Abstract: Over Boreal regions, monoterpenes emitted from the forest are the main precursors for secondary organic aerosol (SOA) formation and the primary driver of the growth of new aerosol particles to climatically important cloud condensation nuclei (CCN). Autoxidation of monoterpenes leads to rapid formation of Highly Oxygenated organic Molecules (HOM). We have developed the first model with near-explicit representation of atmospheric new particle formation (NPF) and HOM formation. The model can reproduce the observed NPF, HOM gas-phase composition and SOA formation over the Boreal forest.
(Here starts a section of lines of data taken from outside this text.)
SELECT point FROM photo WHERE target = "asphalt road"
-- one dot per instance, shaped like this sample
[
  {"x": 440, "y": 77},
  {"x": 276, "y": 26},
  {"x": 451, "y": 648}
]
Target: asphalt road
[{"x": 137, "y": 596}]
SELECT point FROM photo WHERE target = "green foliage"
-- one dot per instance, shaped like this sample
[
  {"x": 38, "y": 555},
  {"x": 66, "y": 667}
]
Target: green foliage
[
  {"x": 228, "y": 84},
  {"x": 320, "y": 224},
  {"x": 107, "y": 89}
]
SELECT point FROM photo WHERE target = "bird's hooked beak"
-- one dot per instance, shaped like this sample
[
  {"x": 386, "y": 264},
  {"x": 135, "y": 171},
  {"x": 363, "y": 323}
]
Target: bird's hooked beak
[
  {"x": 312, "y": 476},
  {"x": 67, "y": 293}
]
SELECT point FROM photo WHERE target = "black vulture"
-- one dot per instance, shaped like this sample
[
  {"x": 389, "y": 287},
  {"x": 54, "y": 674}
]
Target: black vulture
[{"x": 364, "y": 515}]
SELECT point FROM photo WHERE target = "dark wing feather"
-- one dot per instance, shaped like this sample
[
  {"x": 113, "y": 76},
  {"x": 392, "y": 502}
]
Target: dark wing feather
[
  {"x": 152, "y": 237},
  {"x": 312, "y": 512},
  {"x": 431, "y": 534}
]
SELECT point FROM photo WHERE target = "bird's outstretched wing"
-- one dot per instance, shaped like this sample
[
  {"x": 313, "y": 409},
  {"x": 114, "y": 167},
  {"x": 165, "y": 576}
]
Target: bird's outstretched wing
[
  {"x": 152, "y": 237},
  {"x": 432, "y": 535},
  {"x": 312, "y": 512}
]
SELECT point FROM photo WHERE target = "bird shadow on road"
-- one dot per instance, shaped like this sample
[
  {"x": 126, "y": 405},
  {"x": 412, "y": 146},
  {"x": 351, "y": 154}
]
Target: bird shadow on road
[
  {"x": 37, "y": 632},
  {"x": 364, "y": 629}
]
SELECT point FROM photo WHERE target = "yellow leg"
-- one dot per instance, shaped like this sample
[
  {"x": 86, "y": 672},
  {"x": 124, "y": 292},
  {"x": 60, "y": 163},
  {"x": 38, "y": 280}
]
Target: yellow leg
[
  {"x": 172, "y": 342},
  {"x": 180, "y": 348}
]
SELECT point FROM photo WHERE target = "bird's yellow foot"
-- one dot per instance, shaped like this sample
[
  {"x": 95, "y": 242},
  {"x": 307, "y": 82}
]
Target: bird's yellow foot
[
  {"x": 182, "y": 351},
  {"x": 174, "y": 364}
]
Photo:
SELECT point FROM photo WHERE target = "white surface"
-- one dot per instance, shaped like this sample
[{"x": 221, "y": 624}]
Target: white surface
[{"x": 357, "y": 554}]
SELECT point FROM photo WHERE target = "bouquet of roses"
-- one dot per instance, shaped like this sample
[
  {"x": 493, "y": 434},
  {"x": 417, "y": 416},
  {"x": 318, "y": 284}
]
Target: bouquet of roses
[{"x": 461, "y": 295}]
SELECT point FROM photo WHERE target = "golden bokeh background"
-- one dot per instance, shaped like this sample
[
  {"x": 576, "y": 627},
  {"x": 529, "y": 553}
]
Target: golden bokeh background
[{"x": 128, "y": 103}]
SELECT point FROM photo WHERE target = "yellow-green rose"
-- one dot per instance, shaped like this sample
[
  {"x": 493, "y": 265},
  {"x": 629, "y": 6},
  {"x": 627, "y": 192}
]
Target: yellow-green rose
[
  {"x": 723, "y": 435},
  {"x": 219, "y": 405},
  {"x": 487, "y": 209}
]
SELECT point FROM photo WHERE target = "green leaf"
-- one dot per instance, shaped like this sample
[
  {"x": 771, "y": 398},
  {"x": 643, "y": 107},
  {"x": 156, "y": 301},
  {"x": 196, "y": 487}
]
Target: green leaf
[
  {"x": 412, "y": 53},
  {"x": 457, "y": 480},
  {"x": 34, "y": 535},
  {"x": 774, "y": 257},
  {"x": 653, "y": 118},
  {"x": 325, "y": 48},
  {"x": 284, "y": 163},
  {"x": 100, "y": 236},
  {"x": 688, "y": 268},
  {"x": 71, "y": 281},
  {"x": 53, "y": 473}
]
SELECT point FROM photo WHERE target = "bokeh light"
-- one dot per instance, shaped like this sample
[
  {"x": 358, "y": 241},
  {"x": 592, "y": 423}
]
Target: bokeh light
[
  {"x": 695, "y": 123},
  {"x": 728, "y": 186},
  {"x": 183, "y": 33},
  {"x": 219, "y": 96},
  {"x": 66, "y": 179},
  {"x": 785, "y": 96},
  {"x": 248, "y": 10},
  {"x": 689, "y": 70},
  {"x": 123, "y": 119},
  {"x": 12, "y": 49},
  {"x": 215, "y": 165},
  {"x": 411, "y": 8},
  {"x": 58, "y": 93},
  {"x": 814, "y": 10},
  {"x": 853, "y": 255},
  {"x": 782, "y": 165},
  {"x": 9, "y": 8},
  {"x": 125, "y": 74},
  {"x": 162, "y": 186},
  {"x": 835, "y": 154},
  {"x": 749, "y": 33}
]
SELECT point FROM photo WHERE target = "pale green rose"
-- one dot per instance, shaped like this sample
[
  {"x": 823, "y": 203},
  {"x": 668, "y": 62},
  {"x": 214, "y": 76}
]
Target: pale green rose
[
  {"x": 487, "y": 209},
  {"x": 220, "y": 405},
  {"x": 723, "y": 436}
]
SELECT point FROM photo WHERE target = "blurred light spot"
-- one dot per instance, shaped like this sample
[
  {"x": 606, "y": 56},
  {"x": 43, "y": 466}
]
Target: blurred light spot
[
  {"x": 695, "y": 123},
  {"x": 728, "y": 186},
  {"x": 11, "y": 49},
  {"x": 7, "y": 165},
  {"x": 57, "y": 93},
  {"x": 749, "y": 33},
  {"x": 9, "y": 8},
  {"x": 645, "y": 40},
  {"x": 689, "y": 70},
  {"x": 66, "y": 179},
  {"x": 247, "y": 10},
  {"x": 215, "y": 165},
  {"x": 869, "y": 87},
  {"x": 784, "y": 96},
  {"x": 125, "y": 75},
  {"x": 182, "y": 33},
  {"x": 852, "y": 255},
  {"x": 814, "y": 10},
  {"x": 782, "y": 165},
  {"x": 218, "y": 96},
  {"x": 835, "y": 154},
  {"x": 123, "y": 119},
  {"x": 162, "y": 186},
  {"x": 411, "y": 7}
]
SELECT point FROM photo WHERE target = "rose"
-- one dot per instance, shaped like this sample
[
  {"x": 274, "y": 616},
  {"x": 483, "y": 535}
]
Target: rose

During the spring, HOM SOA formation increases the CCN concentration by ~10 % and causes a direct aerosol radiative forcing of −0.10 W/m 2 . In contrast, NPF reduces the number of CCN at updraft velocities 〈 0.2 m/s, and causes a direct aerosol radiative forcing of +0.15 W/m 2 . Hence, while HOM SOA contributes to climate cooling, NPF can result in climate warming over the Boreal forest.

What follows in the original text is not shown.